The Java keytool is a tool to manage (public/private) security keys and certificates and store them in a Java KeyStore file (usually having the extension .jks). The keytool is provided with any standard JDK/JRE distributions and usually, you can find it under the %JAVA_HOME%\bin folder.
Using keytool to create a new (a default) keystore file, is pretty straightforward. We have just to give it an alias name and the preferable algorithm. For instance:
keytool -genkey -alias tomcat1 -keyalg RSA
The above command creates interactively, a new .keystore file as well as a server certificate. Since we didn’t provide any storetype option, the default keystore type depends mainly on the JDK version. The latest versions of java create a PKCS12 type, however the older ones, a JKS type. You can force the type of the keystore you are going to create, by simply adding the -storetype parameter with the PKCS12 value, like below:
keytool -genkey -alias tomcat1 -keyalg RSA -storetype pkcs12
Executing the command, we have also interactively, to provide some information (which is almost standard for any digital certificate), like name, organisation and organisation unit, the city and the country. Below, you can see an example of how we created such a certificate (after a Java check):
keytool -genkey -alias tomcat1 -keyalg RSA -storetype pkcs12
Since we haven’t defined any specific pathname for our keystore (using the -keystore parameter), a new “.keystore” file should have been generated inside your Home folder. To check it use the following command, (providing the password we used before – the default is “changeit”):
If you wish a “silent” execution you can pass the whole information needed to be provided interactively, in the command line, as well as to define your own full pathname of the keystore file, you can do this like that:
/opt/jdk/jdk1.8.0_251/bin/keytool -genkey -alias tomcat1 -keyalg RSA -storepass mypassw1 -keypass mypassw1 -keystore $HOME/Tomcat/conf/tomcatkeystore.jks -storetype pkcs12 -dname "CN=Panos, OU=development, O=devxperiences.com, L=ATHENS, ST=ATTIKA, C=GR"

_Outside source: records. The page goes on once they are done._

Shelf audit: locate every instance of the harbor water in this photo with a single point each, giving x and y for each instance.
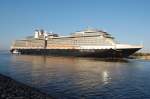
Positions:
(80, 78)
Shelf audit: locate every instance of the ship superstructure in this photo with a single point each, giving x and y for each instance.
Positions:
(89, 42)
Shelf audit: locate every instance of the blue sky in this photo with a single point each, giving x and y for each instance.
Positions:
(127, 20)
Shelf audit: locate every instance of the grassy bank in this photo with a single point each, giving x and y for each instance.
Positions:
(11, 89)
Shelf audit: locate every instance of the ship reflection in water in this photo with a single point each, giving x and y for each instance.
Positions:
(86, 78)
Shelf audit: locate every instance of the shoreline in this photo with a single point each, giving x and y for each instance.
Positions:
(12, 89)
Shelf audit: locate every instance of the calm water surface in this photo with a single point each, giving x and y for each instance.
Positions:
(80, 78)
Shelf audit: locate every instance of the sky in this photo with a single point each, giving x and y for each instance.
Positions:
(127, 20)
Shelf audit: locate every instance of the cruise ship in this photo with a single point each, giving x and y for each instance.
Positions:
(85, 43)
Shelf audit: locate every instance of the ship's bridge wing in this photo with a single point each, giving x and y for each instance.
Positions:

Running the above command creates a keystore file named “tomcatkeystore.jks” (of standard PKCS12 format) into the /conf sub-folder of the Tomcat installation.
To get its info, you can use again the keytool -list command, passing this time the keystore full pathname as well:
keytool -list -keystore $HOME/Tomcat/conf/tomcatkeystore.jks
Configure the Tomcat to use our JKS keystore
As we’ve already said, the file that we have to modify/update is the server.xml file in the /conf sub-folder of the Tomcat installation. You can see the default content of the server.xml file here.
Tomcat uses Connectors to configure specific features. A Connector represents an endpoint by which requests are received and responses are returned. The default HTTP connector uses the version HTTP/1.1 and listens to the 8080 port. But if the HTTPS protocol is being used, then it redirects it to the 8443 port. Similarly, the secure HTTPS protocol should be configured via a connector.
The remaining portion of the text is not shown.